UPDATE: To be extra super clear, the language for the opt-out includes the following, courtesy of WhatsApp: "To opt out, you must notify us in writing postmarked within 30 days of the later of: (i) the date that you first accepted our Terms; and (ii) the date you became subject to this arbitration provision."
WhatsApp wants your business... sorta
Look to one of WhatsApp's latest Twitter updates to get an idea of the dynamics of WhatsApps' business model right this minute. Europe-based business expansion for an app that's meant to be a "simple, reliable, secure messaging app." You needn't go far to start seeing a mass of users (single users and businesses) seeking help for account bans.

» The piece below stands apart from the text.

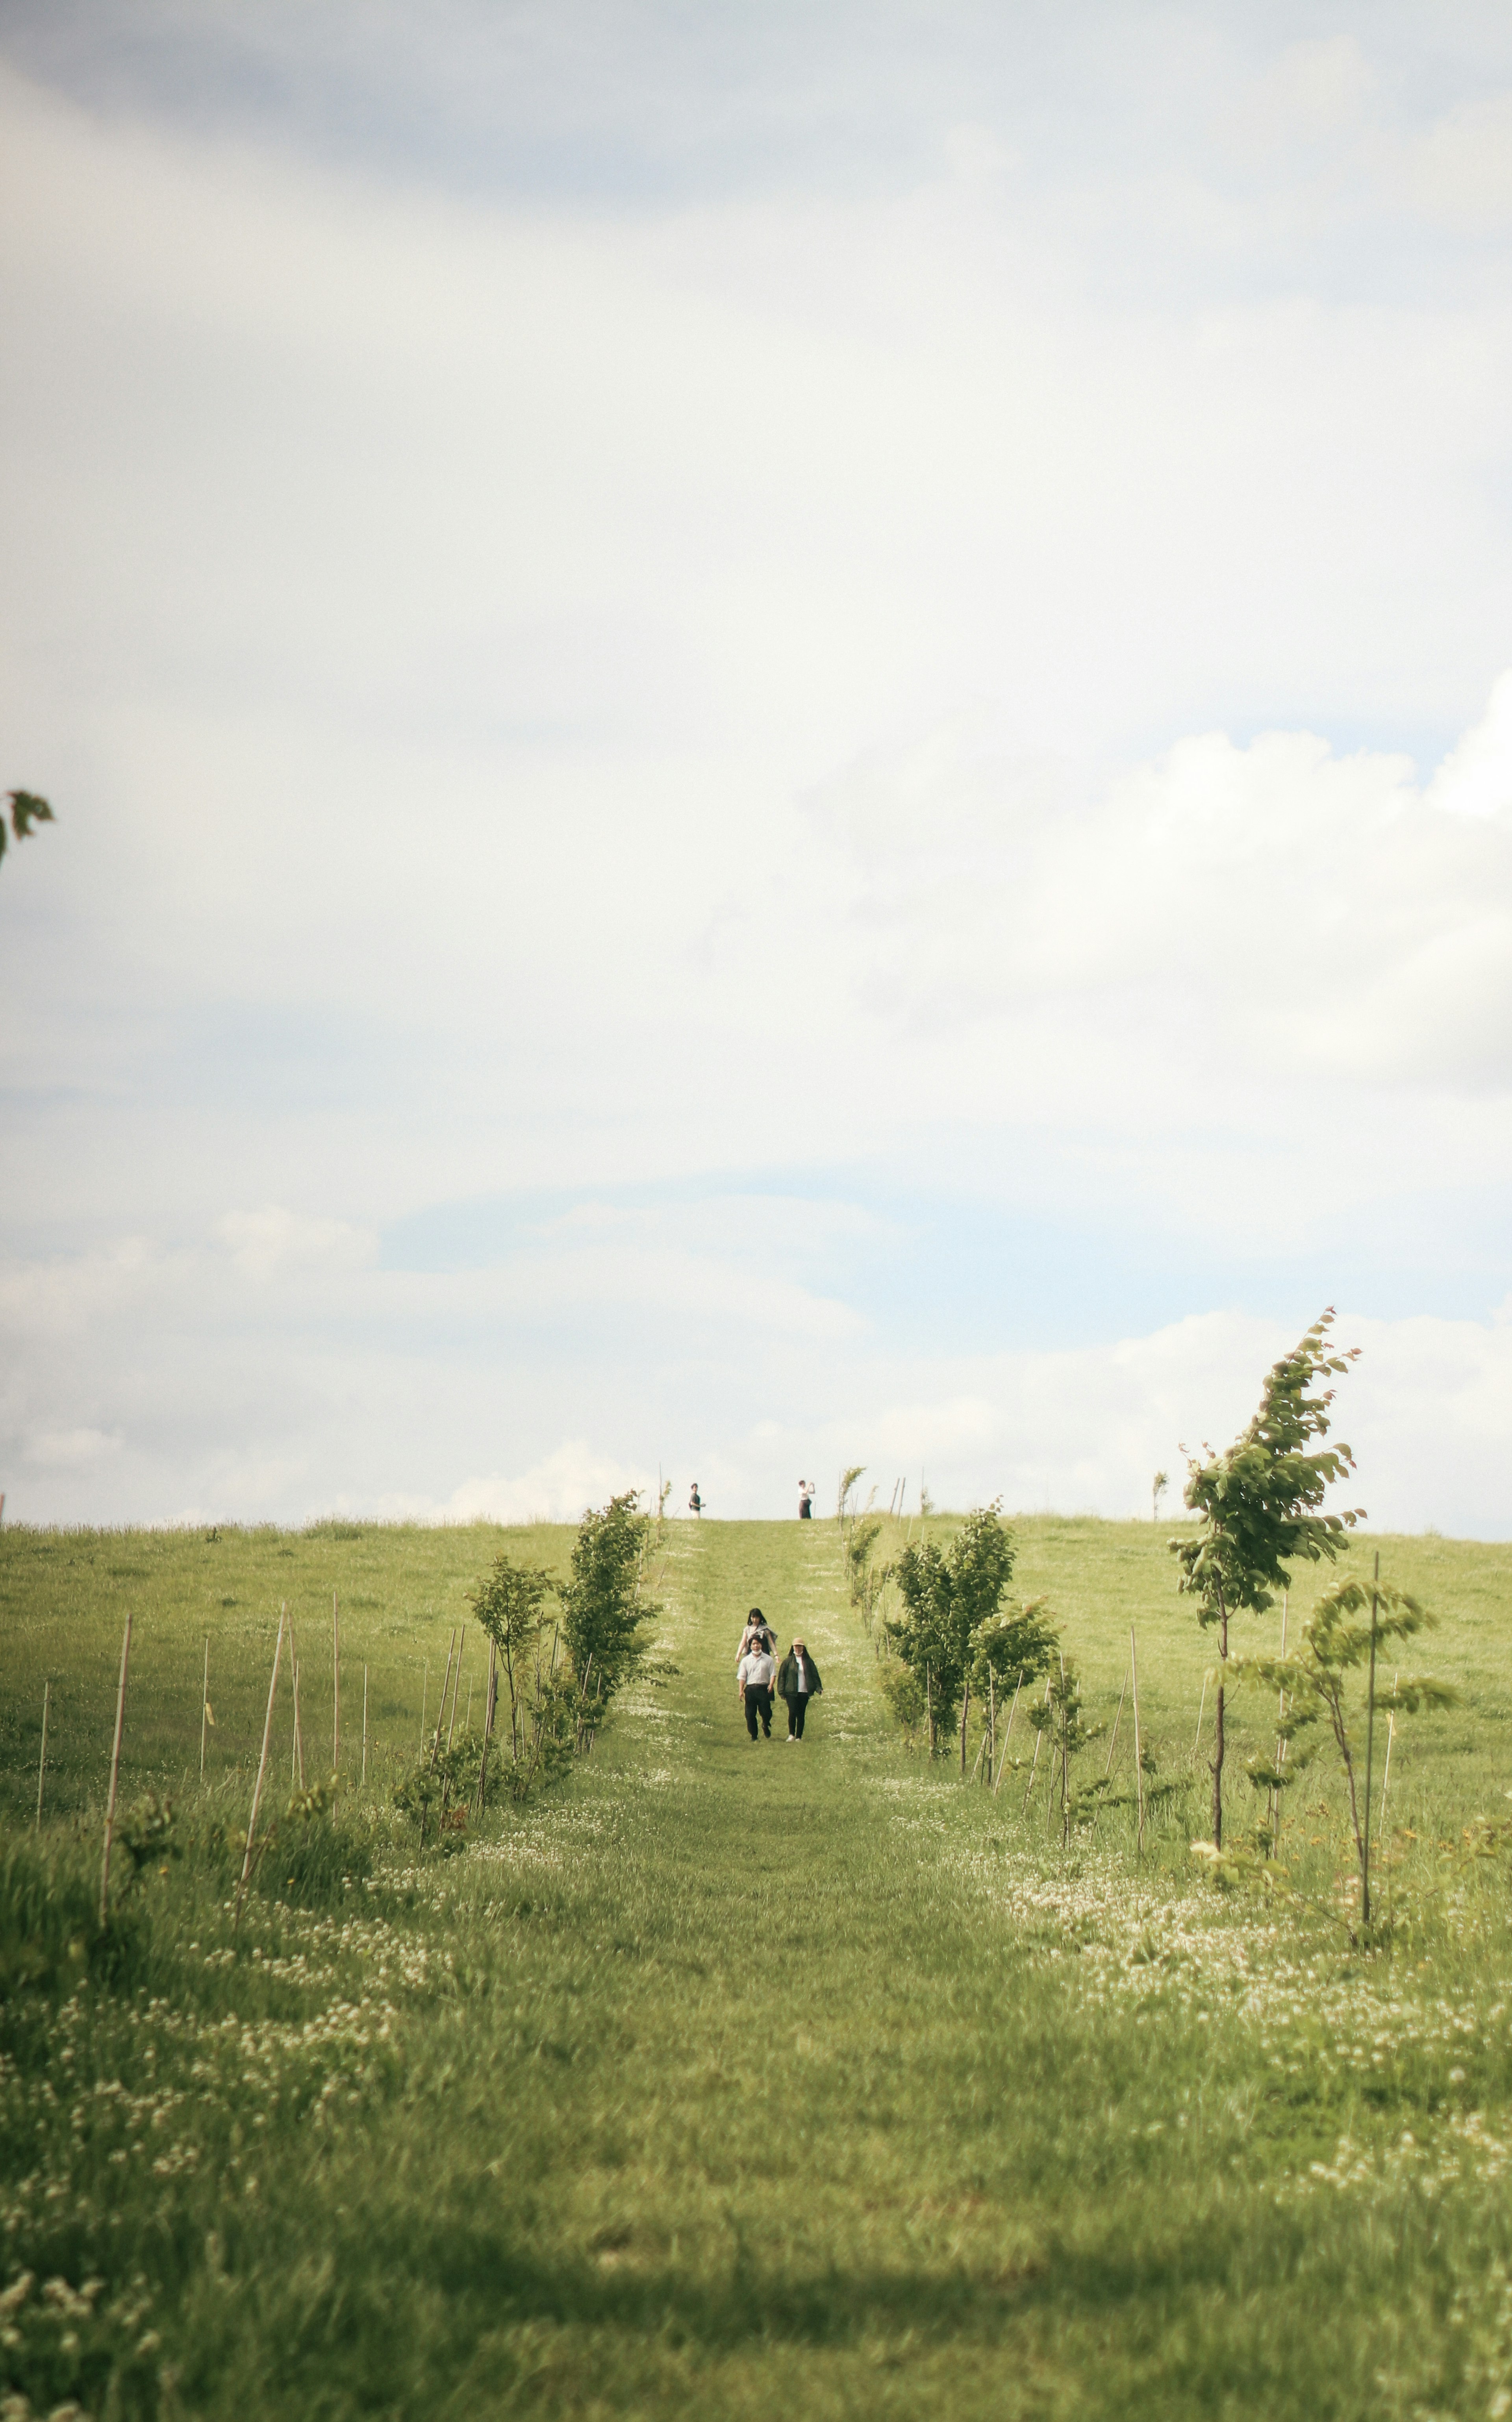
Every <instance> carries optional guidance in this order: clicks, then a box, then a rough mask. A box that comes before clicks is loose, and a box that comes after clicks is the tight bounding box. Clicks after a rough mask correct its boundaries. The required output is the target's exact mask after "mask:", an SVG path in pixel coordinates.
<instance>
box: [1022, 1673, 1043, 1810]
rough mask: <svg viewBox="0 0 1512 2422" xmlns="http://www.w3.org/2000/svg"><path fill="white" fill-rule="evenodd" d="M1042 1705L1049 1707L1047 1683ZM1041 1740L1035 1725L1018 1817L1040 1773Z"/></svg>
mask: <svg viewBox="0 0 1512 2422" xmlns="http://www.w3.org/2000/svg"><path fill="white" fill-rule="evenodd" d="M1044 1705H1047V1708H1049V1683H1044ZM1042 1741H1044V1732H1042V1729H1039V1727H1035V1756H1032V1758H1030V1780H1027V1783H1025V1797H1023V1807H1020V1812H1018V1814H1020V1817H1023V1814H1025V1809H1027V1804H1030V1792H1032V1790H1035V1775H1037V1773H1039V1744H1042Z"/></svg>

As of January of 2018, WhatsApp reportedly had around 300 million daily active users and 1.5 billion monthly active users. WhatsApp is consistently counted amongst the top 3/4 social media networks in the world, competing with Facebook, YouTube, and Messenger (also Facebook). It's pretty large, user-wise, no matter which other way it's cut.
It's difficult to get a read on how many people actually work on the WhatsApp team at Facebook. The last public mention of this team was somewhere in the year 2015, when they had just 50 workers – and that was after acquisition by Facebook. They've obviously scaled in some ways in order to handle their user base. But at what point does it stop making sense for WhatsApp to provide individual tiny businesses and users with technical assistance?
The WhatsApp Risk
It would seem that there comes a point in time in which a digital focused brand finds it reasonable to risk the loss of some small companies and individuals as they initiate automated measures for weeding out malicious entities. Once a company is big enough, the chances increase that providing technical assistance to individuals and small businesses that've been banned becomes less sensible than just forging forward without addressing the needs of the few, or the one.
Therein lies the balancing act you must address. Either as an individual or a small business, do you need the social network enough to take the risk of getting removed suddenly, perhaps without notice? Is using the network helpful enough that you're willing to stake your reputation on the possibility that you'll always have access?
This goes for almost any communications app too, really. What happens when your primary means of communication with a person suddenly stops working because you've been banned? Or because a server is down? Maybe it's time to talk about backup plans!